DIBALIK PAYUNG HITAM

1.8K 46 3
                                    

Tangan ringkih ini
Genggamlah.
Tubuh gemetar ini
Rengkuhlah.
Berbagi kehangatan,
ditengah derasnya hujan
Dibalik payung hitam.

Sudah setengah jam aku menunggu. Hujan sedang turun dengan derasnya. Memenuhi halaman kampus tempat aku belajar dengan genangan air. Aku mengusap lenganku yang disapa angin dingin.

Dinding disamping tempatku berdiri, terus merembeskan air. Membentuk aliran yang terus mengeluarkan bau.
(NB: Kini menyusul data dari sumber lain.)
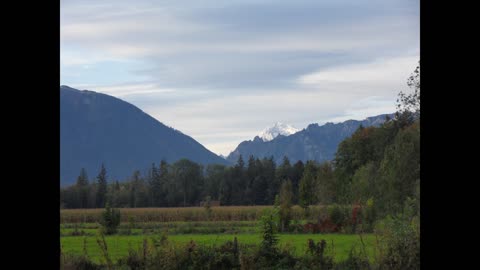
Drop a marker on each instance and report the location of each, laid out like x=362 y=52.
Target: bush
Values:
x=110 y=220
x=337 y=215
x=355 y=261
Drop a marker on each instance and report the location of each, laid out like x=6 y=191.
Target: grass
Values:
x=118 y=245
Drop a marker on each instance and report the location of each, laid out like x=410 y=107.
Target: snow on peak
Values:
x=278 y=128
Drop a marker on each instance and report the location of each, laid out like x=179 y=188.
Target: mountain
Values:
x=312 y=143
x=278 y=128
x=96 y=128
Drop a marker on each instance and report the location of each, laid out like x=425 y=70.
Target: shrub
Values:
x=337 y=215
x=400 y=238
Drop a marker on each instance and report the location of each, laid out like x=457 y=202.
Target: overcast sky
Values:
x=221 y=71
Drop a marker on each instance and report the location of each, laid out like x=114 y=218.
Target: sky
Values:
x=222 y=71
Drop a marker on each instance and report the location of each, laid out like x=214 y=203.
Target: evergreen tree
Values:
x=101 y=187
x=285 y=201
x=307 y=186
x=83 y=189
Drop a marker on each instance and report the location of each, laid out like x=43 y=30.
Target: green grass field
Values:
x=118 y=245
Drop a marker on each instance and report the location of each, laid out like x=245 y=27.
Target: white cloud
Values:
x=378 y=71
x=194 y=67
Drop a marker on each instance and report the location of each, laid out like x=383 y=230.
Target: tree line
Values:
x=376 y=163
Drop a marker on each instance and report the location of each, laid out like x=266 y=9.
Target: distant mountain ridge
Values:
x=96 y=128
x=312 y=143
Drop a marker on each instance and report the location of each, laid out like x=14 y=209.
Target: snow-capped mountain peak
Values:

Memuakkan.


Mataku menatap kosong, berniat menembus hujan -yang sialnya- turun disaat aku hendak pulang. Namun konsekuensinya tubuhku akan basah, ada berkas penting di tasku. Ide gila itu langsung kutolak.

Gedung yang hampir 50 tahun berdiri itu terus menguarkan hawa aneh. Membuatku merinding. Kenapa hari ini begitu sial sih.

"Nami!"

Aku mengendus kesal saat dia berlari ke arahku. Kakinya melintasi genangan lumpur tanpa peduli jeansnya kotor. Bunyi kecipak itu terdengar kecil, karna suara riuh hujan begitu mendominasi.

Sebuah payung berwarna hitam, melindungi pundak tegapnya. Senyumnya terlalu cerah, seperti menertawakan hujan yang begitu suram.

"Sorry, udah lama nunggu ya?" Ia meneduh, berdiri disampingku yang masih bungkam. "Tadi aku nemenin Arga ngantar makalah dulu, dia kan suka sok sibuk" ujarnya dengan suara barittone yang khas.

Aku menelan ludah dengan sulit. Pipiku mulai memanas di cuaca sedingin ini. "Mau langsung pulang nih?" Tanyanya padaku.
"Dimas, jauhan dikit" ucapku pelan.
"Eh?"
Dimas-pemuda itu- lantas menggeser, menggesekkan lengan kemeja biru donkernya dengan rembesan air di dinding kampus itu.

"Nami? Sehat?" Tanyanya sedikit tertawa. Seakan tak peduli, aroma parfumenya membaur dengan bau pengap rembesan air tadi.

"Capek, mau pulang. Jalan sekarang" jawabku tanpa menoleh. Ia mengangguk antusias, melebarkan kembali payung hitam itu, lalu merangkulku, untuk berlindung.

Jalanan kampus yang sudah basah, tampak sepi. Mataku mengedip dengan cepat. Tangan Dimas masih melingkar di pundakku, kadang mengerat saat suara petir menggelegar. "Takut petir?" Tanyaku ingin menghina. Mengingat Dimas adalah atlet taekwondo - yang jelas jelas sangat macho- sangat lucu kalau pemuda itu takut petir. "Sedikit" aku menarik sudut bibirku "karna trauma masa lalu loh Nami, jangan coba ngehina ya" ucapnya hampir berteriak.

Aku yang pendiam ini, pada akhirnya tak akan cocok dengan Dimas yang boros bicara. Percakapan yang terlalu sering berakhir menjadi sepihak, membuatku kasihan padanya. Mencoba berteman denganku yang dikucilkan, yang gak pernah bisa berteman.

"Nami, aku mau cerita sesuatu nih!"

Dimas tidak pernah sedih.
Ekspresi bahagia, sudah tercetak di wajahnya sejak ia lahir. Kadang aku penasaran apa senyum itu tulus, atau malah palsu. Jangan - jangan sebenarnya Dimas sosok yang keras dan rapuh,memakai topeng hanya untuk diterima di masyarakat, drama sekali.

Aku tak membalas ucapannya. Hanya serius menatap rinai hujan yang semakin deras. Payung hitam itu terlalu kecil untuk melindungi dua orang. Seakan sadar akan hal itu, Dimas memiringkan payungnya. Membiarkan bahunya basah oleh air.

Dasar sok romantis.

"Ini tentang Hara, kau taukan anak fkm?" Dimas bersua lagi.

Tentu aku tahu.
Sudah dua bulan ini, Dimas selalu membahasnya. Aku hapal betul siapa Harashi Ananda, anak FKM stambuk 2014, yang digilai Dimas.
Hara, itu panggilannya. Memiliki kulit putih bersih, dan mata besar yang imut. Kalau ia tertawa, suaranya sangat pelan. Orang yang lembut, pandai berteman.